In the high-end headphone world, the Zähl HM1 is the new hotness.
One really interesting thing about it is how it does crossfeed (which they call Stereo Base Adjustment). Here is how the author of the above article describes it in a forum post:
The stereo base adjustment is the most interesting thing about this amp for sure.
For context, many amps (and some DACs/software) have a feature called ‘crossfeed’. This feeds some of the left channel audio into the right channel at a lower level and with a slight delay. This is aiming to sort of emulate the effect of listening to a pair of speakers.
This is also done with a frequency dependent curve. So lower frequencies are fed into the other channel louder than higher frequencies for example.Secondly, in production and mastering there is a technique called mid/side processing, which looks at what content of the signal in the left and right channels are different, and what is similar.
Similar content is treated as a ‘mid’ channel, with content only existing in the left or right channels alone being treated as the left and right ‘side’ channels.The width of the stereo image can be adjusted by increasing the amplitude of only the differences.

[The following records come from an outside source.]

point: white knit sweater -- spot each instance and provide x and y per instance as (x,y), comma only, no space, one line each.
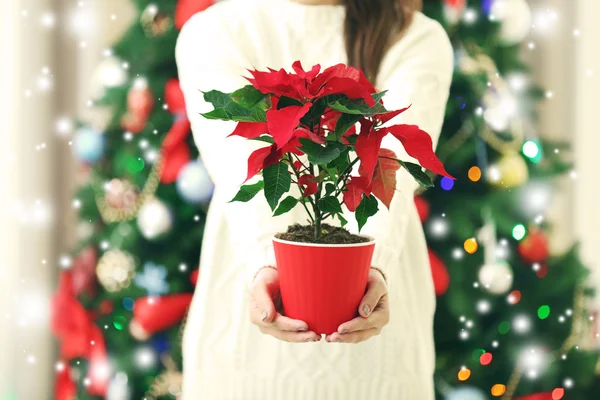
(225,356)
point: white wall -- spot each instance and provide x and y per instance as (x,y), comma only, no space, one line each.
(586,130)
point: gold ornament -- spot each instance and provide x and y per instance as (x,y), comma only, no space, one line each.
(510,171)
(115,270)
(154,22)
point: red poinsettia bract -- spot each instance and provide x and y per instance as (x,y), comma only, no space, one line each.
(308,120)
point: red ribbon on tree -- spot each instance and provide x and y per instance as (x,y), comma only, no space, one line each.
(79,336)
(154,314)
(187,8)
(174,148)
(64,387)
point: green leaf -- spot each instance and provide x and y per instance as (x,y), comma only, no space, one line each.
(378,96)
(277,182)
(248,97)
(343,220)
(329,188)
(318,154)
(286,205)
(345,122)
(417,172)
(358,107)
(264,138)
(366,209)
(330,204)
(288,101)
(227,109)
(247,192)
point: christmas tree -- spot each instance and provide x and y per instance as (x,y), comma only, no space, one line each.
(123,294)
(511,320)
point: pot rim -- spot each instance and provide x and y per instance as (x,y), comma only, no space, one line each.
(341,245)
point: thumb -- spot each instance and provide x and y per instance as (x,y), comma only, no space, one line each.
(264,303)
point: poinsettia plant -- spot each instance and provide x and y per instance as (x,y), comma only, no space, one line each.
(318,126)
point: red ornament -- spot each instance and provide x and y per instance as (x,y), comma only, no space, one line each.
(64,387)
(174,148)
(439,272)
(155,314)
(534,247)
(194,276)
(422,208)
(84,271)
(187,8)
(536,396)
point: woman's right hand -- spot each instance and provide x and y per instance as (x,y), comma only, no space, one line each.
(264,293)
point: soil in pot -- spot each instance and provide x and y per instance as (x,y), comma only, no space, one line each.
(330,235)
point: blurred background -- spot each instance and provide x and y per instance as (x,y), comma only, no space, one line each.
(103,200)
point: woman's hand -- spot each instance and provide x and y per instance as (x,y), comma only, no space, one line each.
(374,313)
(264,292)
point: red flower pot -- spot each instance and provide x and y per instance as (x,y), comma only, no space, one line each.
(322,284)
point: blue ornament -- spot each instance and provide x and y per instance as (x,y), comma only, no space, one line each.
(88,145)
(447,183)
(466,393)
(153,279)
(194,184)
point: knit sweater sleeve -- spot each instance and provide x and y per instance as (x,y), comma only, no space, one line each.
(417,71)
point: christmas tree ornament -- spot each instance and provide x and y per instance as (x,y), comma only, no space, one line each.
(155,314)
(153,279)
(439,272)
(175,148)
(187,8)
(466,393)
(423,208)
(88,145)
(118,389)
(83,268)
(155,22)
(140,102)
(121,194)
(193,183)
(534,247)
(508,172)
(115,270)
(453,10)
(108,74)
(154,219)
(496,278)
(515,18)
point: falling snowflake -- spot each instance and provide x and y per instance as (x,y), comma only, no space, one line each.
(153,279)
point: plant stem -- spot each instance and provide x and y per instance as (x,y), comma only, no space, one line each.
(312,220)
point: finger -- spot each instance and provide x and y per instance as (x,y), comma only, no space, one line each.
(284,323)
(353,337)
(376,289)
(377,319)
(262,308)
(292,337)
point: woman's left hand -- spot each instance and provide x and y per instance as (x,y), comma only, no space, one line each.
(374,313)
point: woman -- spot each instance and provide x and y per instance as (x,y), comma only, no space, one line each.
(230,356)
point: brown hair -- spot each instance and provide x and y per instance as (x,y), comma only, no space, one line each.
(371,27)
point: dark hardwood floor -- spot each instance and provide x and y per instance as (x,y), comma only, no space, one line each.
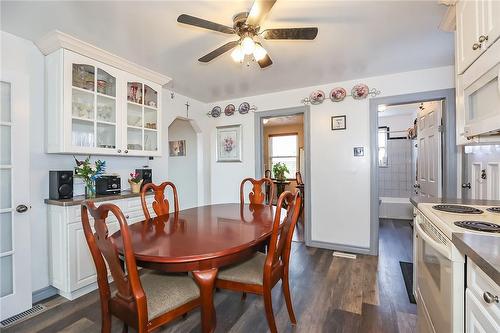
(330,294)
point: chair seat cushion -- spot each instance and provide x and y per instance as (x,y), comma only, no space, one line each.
(165,292)
(250,271)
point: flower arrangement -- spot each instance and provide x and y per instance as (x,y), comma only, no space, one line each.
(135,182)
(279,170)
(89,172)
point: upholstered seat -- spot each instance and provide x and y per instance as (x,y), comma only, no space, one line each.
(250,271)
(165,292)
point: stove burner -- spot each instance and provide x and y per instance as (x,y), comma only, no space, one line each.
(457,209)
(478,226)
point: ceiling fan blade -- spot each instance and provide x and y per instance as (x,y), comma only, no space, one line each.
(217,52)
(265,62)
(291,33)
(198,22)
(259,10)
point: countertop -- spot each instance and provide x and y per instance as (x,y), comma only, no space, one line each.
(77,200)
(484,250)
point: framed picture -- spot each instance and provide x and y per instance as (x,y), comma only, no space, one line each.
(338,123)
(229,143)
(177,148)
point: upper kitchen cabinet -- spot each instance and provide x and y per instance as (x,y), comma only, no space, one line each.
(98,103)
(478,26)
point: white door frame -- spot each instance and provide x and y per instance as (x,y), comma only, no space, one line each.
(21,298)
(449,152)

This keeps centred stuff as is but widens the perceived stereo image.
I assumed that the HM1 was doing this. It’d be pretty impressive on its own given as it’s done entirely in the analog domain with no digital processing…but it turns out the implementation is even more clever than that.
The HM1 is actually combining mid/side processing and crossfeed in a very unique way.
It first performs mid/side separation to separate content that is similar vs different. Then adjusts the amplitude of the differences as with normal stereo image adjustment, but ALSO applies some crossfeed, though only to the differences!
I’ve not seen a crossfeed implementation that follows a mid/side comparator like this. And the effect of this is that you have both an increase in width AND depth of the soundstage, but without any smearing or messing with centred content.
No wonder this adjustment sounds so good…
I have not had a chance to hear this in person yet, but it seem like it would be a really interesting option for the DSP Crossfeed in Roon.